Seeley George, of Fight for the Future, likewise says students she’s talked to are skeptical that facial recognition technology improves their safety.
“Especially for kids who are in school now, and who have grown up using technology, they understand that there are negative impacts to a lot of technology in our day-to-day life,” Seeley George says. “It wasn't so long ago that people were posting on social media without thinking that future potential employers will be reading what you post, and now that's a fairly common practice. Now students are thinking, ‘Is it possible that a future employer will have access to video footage of me walking through high school or me in one of my classrooms looking bored out the window?’”
After the shooting at Santa Fe High School, parents packed school board meetings urging the district to increase safety measures. Some had lost children in the shooting, and others had received goodbye text messages from those among the school’s roughly 1,400 students. (Parents of the now-23-year-old suspect, who is being held at a state mental health facility, were recently found not liable in the shooting.)
Santa Fe Independent School District purchased facial recognition technology as part of a security overhaul the following year. It employed the technology for four years, until costs led to the district ending the service.
Ruben Espinoza, chief of police for Santa Fe ISD, says he would have continued the use of facial recognition technology if the budget had allowed and would recommend it to every school district.
The system worked by first allowing the police department to create a “photo bank” with images of people who were not allowed on school district property. The facial recognition software then compared the faces of everyone seen on its cameras against that photo bank and could alert personnel like Espinoza when a banned person was detected.
Espinoza says facial recognition technology practices at school districts should ensure that data isn’t stored beyond the time it takes for the system to determine if a person is in the “photo bank” or not.

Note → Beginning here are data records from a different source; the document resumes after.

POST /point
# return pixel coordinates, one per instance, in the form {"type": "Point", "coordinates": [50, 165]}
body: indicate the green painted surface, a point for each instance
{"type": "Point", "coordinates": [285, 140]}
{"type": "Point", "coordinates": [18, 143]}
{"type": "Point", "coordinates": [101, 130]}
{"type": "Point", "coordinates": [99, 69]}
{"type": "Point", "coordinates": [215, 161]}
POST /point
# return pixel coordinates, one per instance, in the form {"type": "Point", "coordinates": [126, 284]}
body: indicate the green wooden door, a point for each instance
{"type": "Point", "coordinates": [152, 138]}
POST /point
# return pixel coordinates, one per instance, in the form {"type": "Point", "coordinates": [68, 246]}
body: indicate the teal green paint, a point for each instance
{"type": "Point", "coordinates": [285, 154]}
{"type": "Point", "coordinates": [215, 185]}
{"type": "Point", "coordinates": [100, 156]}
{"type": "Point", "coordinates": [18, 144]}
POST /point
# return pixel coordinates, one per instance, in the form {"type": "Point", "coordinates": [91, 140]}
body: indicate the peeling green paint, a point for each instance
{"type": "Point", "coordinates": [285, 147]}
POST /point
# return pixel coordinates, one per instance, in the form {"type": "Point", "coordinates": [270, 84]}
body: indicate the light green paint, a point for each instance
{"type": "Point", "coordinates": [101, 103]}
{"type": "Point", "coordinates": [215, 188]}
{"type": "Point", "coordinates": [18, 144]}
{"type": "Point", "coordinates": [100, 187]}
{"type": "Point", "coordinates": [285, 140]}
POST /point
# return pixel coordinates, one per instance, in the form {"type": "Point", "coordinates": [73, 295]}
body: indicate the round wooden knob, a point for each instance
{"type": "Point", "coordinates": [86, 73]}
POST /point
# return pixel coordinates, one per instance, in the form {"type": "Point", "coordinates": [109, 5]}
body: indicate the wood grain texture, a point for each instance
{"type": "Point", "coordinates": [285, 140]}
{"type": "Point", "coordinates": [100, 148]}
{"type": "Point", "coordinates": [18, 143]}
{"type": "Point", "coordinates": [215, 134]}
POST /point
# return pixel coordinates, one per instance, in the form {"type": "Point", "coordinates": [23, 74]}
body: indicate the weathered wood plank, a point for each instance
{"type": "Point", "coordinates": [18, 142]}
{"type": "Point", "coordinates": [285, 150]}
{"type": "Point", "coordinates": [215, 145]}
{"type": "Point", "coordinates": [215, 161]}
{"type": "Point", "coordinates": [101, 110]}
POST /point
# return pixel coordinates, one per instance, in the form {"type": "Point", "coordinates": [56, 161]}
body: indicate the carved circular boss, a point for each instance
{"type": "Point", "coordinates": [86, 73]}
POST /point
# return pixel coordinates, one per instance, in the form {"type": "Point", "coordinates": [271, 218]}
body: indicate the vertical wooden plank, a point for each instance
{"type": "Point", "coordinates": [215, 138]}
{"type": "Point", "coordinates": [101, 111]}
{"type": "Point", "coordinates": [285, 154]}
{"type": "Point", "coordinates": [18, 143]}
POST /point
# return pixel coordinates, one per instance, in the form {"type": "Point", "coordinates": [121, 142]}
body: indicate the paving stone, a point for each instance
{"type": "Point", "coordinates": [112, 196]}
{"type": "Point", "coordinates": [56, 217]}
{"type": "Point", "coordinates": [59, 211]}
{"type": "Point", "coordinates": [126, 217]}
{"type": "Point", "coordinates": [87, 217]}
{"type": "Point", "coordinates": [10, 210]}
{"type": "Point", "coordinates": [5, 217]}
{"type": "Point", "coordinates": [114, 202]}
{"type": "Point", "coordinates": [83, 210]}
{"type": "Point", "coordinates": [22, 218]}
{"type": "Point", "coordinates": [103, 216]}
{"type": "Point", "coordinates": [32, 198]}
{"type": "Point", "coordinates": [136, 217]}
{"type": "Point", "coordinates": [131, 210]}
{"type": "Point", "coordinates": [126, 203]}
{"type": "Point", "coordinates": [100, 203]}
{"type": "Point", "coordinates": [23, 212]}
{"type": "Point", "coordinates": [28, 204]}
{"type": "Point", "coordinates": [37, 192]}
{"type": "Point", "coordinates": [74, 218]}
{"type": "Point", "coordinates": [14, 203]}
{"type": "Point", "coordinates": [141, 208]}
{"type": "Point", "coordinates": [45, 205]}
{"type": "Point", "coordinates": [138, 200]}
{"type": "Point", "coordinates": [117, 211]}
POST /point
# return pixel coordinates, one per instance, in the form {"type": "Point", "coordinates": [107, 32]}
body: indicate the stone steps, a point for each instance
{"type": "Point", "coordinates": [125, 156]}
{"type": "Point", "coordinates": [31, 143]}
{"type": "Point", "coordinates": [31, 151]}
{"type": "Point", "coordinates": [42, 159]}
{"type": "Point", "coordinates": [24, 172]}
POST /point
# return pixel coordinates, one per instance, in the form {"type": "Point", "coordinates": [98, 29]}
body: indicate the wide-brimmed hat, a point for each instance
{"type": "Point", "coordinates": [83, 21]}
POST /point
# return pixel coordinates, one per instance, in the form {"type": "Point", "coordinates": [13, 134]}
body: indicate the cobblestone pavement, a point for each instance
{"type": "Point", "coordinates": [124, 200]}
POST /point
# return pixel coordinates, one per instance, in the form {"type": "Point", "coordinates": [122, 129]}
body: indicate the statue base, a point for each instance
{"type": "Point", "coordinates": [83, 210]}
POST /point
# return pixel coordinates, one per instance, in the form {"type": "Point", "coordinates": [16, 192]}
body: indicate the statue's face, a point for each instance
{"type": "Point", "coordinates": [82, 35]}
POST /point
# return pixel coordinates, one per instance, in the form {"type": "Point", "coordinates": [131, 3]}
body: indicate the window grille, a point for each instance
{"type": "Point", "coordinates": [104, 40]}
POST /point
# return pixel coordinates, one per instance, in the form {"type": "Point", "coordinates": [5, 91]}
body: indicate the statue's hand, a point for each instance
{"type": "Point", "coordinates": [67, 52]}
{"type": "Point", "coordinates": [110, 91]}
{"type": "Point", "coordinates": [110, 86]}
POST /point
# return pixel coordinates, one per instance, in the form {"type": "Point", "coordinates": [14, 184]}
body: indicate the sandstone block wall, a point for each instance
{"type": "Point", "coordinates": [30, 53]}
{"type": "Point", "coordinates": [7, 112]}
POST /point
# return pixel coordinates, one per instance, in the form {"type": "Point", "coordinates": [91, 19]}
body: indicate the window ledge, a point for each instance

To give a sense of the technology’s capabilities, Espinoza says a photo of him as a 21-year-old newly minted officer was one of the images used to test the system when it was first installed.
“It used a photograph that was 30 years old, and it still recognized me, so that's how confident I am in the system,” he says. “Am I saying that it's perfect? No, but if it does alert, you still need that human element to look at it to confirm the alert. We have to get someone to look at that alert, validate whether that's the same person, and then act accordingly.”
The facial recognition system pinged a few times but wasn’t involved in responding to any major incidents on school property during the four years it was used by the district, Espinoza says. He feels it was nonetheless an important tool, one that is “mischaracterized by opponents.”
“Were there major incidents involving weapons or anything like that? No, but these are all preventative methods,” he says. “The best way to stop an active shooter event is to be proactive, to prevent it to begin with. I can sit here and tell you how many incidents where we captured somebody, but we can't measure how many crimes we actually prevented.”
Espinoza hopes the federal government will eventually help remove the financial burden of facial recognition by making grant funding available to pay for it.
The district couldn’t afford to replace all its security cameras with those capable of facial recognition but chose strategic locations for those that were installed, Espinoza says. Even so, the annual cost to license the technology at $1,800 per camera eventually put it out of the district’s reach.
Corey Click, interim technology director at Santa Fe ISD, says he wishes facial recognition was more affordable for school districts: “This is merely a high-powered tool that could be used on any level — in a drug deal or a vandalism or anything — to help identify something quickly to resolve an incident or an investigation.”